Increase in amortization of $18.2 million relating to intangible assets acquired;
Increase in selling, general & administrative costs of $12.8 million relating to transaction costs for the Acquisition;
Increase in interest expense of $29.1 million relating to debt financing in connection with the Acquisition;
Increase in cost of sales of $3.1 million relating to the step-up of acquired inventory; and
Decrease in income tax expense of $13.4 million relating to the above adjustments.
3. BUSINESS COMBINATIONS AND INVESTMENTS (CONTINUED)

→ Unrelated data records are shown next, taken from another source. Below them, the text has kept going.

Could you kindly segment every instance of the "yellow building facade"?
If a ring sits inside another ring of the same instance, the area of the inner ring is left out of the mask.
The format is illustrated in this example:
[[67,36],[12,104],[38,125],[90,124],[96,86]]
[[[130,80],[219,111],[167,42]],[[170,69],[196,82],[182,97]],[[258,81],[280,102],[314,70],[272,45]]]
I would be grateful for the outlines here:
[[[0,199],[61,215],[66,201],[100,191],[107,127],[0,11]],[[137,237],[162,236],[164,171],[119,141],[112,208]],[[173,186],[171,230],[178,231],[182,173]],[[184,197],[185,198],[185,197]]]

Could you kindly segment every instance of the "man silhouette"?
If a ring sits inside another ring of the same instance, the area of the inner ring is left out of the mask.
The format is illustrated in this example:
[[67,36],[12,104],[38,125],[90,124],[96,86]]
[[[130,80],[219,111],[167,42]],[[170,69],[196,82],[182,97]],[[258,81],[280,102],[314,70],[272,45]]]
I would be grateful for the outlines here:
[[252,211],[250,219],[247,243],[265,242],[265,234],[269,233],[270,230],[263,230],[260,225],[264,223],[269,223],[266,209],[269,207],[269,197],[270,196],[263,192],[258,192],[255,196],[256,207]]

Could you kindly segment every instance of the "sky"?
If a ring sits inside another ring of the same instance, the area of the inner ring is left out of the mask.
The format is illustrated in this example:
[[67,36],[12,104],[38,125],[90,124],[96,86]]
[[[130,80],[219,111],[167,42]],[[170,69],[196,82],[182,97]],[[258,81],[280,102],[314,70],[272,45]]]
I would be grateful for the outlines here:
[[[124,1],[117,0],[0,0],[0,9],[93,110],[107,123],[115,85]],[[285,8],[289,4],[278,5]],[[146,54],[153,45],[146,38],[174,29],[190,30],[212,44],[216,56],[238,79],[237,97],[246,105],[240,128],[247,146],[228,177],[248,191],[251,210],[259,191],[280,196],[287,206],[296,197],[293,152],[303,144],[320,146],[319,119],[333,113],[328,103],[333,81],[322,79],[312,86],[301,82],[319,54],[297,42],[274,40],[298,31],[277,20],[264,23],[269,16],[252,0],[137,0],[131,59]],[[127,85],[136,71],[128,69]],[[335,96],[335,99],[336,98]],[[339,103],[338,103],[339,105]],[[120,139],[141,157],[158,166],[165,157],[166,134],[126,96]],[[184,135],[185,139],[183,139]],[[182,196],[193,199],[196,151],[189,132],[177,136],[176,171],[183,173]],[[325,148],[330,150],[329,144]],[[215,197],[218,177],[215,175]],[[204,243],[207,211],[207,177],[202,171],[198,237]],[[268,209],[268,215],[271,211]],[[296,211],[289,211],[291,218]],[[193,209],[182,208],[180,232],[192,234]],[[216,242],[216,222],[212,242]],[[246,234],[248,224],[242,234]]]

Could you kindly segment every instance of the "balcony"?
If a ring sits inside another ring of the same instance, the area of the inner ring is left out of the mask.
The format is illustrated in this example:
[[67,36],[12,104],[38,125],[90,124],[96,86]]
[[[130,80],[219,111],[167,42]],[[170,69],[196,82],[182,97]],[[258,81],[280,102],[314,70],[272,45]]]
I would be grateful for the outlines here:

Business Combinations - continued

Pro Forma Information (Unaudited) - continued

Material pro forma adjustments directly attributable to the acquisition of Bal Seal for the year ended December 31, 2020 include:

Decrease in compensation expense of $22.8 million associated with Bal Seal's employee retention plans;
Decrease in selling, general & administrative costs of $8.5 million relating to transaction costs;
Decrease in cost of sales of $2.4 million relating to the step-up of acquired inventory;
Decrease in amortization of $5.3 million relating to intangible assets acquired; and
Increase of income tax expense of $4.1 million relating to the above adjustments.

Investments

Near Earth Autonomy

On June 22, 2022, the Company invested $10.0 million in Near Earth Autonomy, Inc. ("Near Earth"), in exchange for a minority interest in the outstanding equity of Near Earth and one seat on its Board of Directors. This investment supports Near Earth's mission to accelerate its technology to establish an industry standard in autonomous solutions for the next generation of aviation and leverages the Company's core competency in precision parts manufacturing as the preferred manufacturer of autonomous parts and components for Near Earth. Near Earth has been a partner on the Company's autonomous technology since 2019, most recently for the KARGO UAV unmanned aerial system, a purpose built autonomous medium lift logistics vehicle.

In accordance with ASC 321 - Investments - Equity Securities, the Company elected to apply the measurement alternative and accounted for the investment as an equity interest, initially measured at cost. The investment was included in Investment in Near Earth Autonomy on the Company's Consolidated Balance Sheets as of December 31, 2022. Upon observable transaction prices or impairment, the Company will remeasure the investment at fair value.